Noting the already then-“burgeoning” nature of the literature on the “influence of regulation of product and labor markets on GDP growth, TFP [total factor productivity], investment, and employment using macro data,” Silvia Ardagna and Annamaria Lusardi took advantage of the earlier days of the Global Entrepreneurship Monitor (GEM) micro dataset to study “how a country’s regulatory and legal environment affect individuals’ decisions to engage in new entrepreneurial activity.” They looked at “regulation of entry, regulation of contract enforcement, and regulation of labor” noting that regulation can have both public-interest and public choice motivations.” Their research finds that “individual characteristics, such as gender, age, and status in the workforce are important determinants of entrepreneurship,” and that “social networks, self-assessed skills, and attitudes toward risk,” along with regulation, play roles:

“Consistent with the public choice model, we find that regulation acts as a detriment to entrepreneurship, particularly for those individuals who become entrepreneurs to pursue a business opportunity. In our empirical analysis, we estimate the effect of regulation via its impact on individual characteristics. Regulation has the greatest impact on the effects of social network, business skills, attitudes toward risk, and working status. Specifically, regulation attenuates the effect of social networks, business skills, and working status on entrepreneurship while it strengthens the impact of attitudes toward risk. We find also that several individual characteristics—gender, age, and education—are important determinants of entrepreneurship, though their effects differ across types of entrepreneurship. For example, the estimates of education are positive and statistically significant for individuals who become entrepreneurs to pursue a business opportunity, while they are negative and statistically significant for those whose entrepreneurial activity is simply remedial. This finding further highlights the importance of being able to distinguish between types of entrepreneurs.” (p. 4)

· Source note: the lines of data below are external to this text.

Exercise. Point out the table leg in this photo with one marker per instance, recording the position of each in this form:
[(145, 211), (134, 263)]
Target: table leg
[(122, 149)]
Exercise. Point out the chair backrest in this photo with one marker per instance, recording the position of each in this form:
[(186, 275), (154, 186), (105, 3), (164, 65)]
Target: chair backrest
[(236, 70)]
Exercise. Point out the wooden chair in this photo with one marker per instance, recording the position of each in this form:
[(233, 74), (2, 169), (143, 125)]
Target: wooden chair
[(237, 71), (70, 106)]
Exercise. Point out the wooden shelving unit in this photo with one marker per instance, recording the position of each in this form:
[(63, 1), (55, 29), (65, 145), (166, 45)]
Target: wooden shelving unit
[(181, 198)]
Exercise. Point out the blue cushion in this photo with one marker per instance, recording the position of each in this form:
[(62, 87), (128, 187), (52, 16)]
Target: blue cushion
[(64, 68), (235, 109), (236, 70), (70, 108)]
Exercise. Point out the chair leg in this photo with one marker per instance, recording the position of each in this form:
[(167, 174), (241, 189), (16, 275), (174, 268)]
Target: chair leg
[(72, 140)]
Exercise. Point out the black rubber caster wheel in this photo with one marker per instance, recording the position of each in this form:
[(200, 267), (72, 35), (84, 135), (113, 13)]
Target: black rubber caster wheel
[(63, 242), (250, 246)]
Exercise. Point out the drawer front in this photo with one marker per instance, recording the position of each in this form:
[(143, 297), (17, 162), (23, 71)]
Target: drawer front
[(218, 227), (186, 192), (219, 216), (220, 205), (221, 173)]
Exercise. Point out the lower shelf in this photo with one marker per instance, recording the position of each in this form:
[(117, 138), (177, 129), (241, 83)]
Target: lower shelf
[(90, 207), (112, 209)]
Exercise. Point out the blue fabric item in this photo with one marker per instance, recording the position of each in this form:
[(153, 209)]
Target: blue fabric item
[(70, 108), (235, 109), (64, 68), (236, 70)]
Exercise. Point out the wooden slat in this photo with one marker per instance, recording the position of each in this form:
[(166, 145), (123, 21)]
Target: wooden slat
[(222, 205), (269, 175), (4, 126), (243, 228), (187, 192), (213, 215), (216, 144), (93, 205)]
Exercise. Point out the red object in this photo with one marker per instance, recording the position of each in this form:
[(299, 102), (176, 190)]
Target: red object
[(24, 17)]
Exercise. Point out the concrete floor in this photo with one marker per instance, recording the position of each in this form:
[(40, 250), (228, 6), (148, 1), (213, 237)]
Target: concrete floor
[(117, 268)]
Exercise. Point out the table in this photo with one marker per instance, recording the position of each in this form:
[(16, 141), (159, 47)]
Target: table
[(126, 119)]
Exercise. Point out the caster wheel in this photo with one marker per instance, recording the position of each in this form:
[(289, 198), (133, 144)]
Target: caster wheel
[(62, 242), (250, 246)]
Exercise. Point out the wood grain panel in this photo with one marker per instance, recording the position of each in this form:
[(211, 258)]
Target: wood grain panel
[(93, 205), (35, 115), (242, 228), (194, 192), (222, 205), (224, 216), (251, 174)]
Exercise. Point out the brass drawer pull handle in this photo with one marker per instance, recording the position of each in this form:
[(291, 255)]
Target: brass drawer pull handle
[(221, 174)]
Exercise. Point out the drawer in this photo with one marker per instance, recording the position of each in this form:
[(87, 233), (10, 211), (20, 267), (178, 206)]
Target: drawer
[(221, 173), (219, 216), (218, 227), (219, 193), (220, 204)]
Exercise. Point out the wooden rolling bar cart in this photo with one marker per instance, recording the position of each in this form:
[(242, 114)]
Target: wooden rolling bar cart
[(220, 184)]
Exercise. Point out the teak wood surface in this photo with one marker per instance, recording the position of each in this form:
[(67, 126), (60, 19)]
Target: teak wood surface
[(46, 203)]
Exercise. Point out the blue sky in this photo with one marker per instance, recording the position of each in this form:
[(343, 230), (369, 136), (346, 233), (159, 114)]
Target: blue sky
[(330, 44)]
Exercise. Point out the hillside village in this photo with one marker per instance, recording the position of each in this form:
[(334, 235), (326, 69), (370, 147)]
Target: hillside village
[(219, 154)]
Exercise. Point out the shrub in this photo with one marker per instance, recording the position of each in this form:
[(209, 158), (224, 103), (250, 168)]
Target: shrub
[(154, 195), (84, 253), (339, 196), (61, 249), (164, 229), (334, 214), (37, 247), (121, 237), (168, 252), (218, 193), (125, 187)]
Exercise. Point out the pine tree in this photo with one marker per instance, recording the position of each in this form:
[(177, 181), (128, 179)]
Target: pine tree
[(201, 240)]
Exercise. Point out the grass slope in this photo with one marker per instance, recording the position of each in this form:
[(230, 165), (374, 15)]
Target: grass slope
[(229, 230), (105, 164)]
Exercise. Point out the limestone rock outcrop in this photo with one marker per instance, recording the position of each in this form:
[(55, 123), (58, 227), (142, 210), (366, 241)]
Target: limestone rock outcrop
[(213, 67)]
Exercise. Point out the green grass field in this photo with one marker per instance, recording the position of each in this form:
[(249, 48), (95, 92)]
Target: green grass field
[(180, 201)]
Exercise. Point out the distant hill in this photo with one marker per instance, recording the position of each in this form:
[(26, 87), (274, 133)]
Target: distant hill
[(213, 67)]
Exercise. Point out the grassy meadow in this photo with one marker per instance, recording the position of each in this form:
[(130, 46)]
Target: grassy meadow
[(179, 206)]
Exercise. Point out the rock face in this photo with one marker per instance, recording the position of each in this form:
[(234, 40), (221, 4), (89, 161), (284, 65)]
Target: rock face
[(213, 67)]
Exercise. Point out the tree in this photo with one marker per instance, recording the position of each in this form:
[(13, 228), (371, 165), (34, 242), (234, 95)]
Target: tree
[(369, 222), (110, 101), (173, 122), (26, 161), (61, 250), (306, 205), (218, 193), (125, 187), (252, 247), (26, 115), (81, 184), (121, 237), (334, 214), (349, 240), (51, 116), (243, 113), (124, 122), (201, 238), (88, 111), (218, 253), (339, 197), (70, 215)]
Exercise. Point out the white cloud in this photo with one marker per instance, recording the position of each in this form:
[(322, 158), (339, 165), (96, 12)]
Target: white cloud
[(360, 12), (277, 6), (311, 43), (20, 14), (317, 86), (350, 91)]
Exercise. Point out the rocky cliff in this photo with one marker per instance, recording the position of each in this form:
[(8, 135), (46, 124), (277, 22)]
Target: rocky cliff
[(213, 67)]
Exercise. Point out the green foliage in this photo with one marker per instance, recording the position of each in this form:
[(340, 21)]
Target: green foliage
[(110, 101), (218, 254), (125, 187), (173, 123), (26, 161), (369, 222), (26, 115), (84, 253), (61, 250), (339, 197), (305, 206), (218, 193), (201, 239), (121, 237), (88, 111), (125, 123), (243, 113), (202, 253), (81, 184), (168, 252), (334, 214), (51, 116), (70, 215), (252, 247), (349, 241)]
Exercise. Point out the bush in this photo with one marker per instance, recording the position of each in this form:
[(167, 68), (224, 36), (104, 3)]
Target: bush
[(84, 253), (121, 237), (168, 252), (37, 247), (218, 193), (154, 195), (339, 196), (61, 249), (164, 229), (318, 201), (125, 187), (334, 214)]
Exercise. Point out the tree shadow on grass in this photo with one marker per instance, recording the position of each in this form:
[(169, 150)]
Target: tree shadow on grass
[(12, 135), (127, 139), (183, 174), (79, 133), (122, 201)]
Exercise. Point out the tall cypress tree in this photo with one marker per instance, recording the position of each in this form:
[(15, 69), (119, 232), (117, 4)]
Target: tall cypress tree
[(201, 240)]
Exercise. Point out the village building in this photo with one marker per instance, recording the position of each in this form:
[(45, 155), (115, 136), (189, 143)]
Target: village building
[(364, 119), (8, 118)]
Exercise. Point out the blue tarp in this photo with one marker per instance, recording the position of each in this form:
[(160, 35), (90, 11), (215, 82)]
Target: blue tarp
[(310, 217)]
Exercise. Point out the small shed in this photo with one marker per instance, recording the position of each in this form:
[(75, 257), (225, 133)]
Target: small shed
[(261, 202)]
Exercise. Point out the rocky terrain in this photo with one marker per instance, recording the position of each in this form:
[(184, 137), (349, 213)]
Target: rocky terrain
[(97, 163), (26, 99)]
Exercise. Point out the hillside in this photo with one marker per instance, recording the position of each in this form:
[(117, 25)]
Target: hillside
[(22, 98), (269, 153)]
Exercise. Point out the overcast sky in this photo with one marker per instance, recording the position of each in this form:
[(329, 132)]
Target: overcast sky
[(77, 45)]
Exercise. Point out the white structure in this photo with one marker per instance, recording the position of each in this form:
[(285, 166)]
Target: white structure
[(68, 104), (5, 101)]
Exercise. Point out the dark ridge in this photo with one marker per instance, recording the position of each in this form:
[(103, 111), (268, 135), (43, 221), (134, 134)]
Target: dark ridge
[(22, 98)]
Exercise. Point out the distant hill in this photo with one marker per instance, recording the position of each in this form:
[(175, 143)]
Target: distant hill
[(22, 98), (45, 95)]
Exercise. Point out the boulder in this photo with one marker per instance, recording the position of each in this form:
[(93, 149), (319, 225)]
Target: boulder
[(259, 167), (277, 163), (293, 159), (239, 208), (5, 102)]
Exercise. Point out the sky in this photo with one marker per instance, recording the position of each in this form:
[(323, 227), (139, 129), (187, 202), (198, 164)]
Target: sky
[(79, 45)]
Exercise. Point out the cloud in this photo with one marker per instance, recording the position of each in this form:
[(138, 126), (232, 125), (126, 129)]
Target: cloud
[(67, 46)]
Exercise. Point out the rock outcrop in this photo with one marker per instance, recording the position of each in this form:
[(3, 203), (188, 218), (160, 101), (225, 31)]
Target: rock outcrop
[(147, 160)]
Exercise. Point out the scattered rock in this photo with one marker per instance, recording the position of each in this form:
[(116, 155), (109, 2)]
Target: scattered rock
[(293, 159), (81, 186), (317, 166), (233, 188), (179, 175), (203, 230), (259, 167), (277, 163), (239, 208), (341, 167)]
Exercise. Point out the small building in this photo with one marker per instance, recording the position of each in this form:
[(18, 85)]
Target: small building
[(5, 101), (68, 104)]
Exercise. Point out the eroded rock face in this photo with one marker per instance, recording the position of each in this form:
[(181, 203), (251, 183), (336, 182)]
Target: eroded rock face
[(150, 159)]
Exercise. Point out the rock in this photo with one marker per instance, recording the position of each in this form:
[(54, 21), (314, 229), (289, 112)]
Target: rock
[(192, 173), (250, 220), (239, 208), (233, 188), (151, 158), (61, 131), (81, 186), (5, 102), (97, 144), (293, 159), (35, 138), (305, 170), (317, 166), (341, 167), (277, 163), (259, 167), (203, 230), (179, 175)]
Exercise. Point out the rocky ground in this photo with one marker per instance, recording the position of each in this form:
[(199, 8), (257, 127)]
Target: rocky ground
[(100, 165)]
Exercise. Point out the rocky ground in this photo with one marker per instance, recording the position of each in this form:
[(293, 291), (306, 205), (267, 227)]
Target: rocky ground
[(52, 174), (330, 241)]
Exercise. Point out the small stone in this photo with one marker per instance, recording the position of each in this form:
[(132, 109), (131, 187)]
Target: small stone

Related work by Ardagna and Lusardi strongly indicates that remedial entrepreneurship—that engaged in when no other options exist—is “accentuated” for the disadvantaged by entry regulation. For example, “women are more likely to enter into entrepreneurship in countries with higher levels of entry regulation, but mainly because they cannot find better work,” something pronounced in “less financially developed” countries.

Appropriately, avenues for future research on gender and others aspects can and will continue to be explored as datasets like GEM expand and improve in usefulness.

The lessons for policymakers go beyond just the obvious observation by scholars that more regulation can mean less entrepreneurship. The characteristics of the citizenry as groups, families and individuals also play a role in responses to public policy changes, and these distinctions are likely to increasingly play a part in academic research and policy formulation.

Compilations like the Global Entrepreneurship Monitor and the World Bank’s Doing Businesssurvey of conditions in various nations will continue to be explored by scholars of entrepreneurship and policymakers. Over time this can lead to better understanding of the influence of the state on individuals’ willingness to take entrepreneurial risks.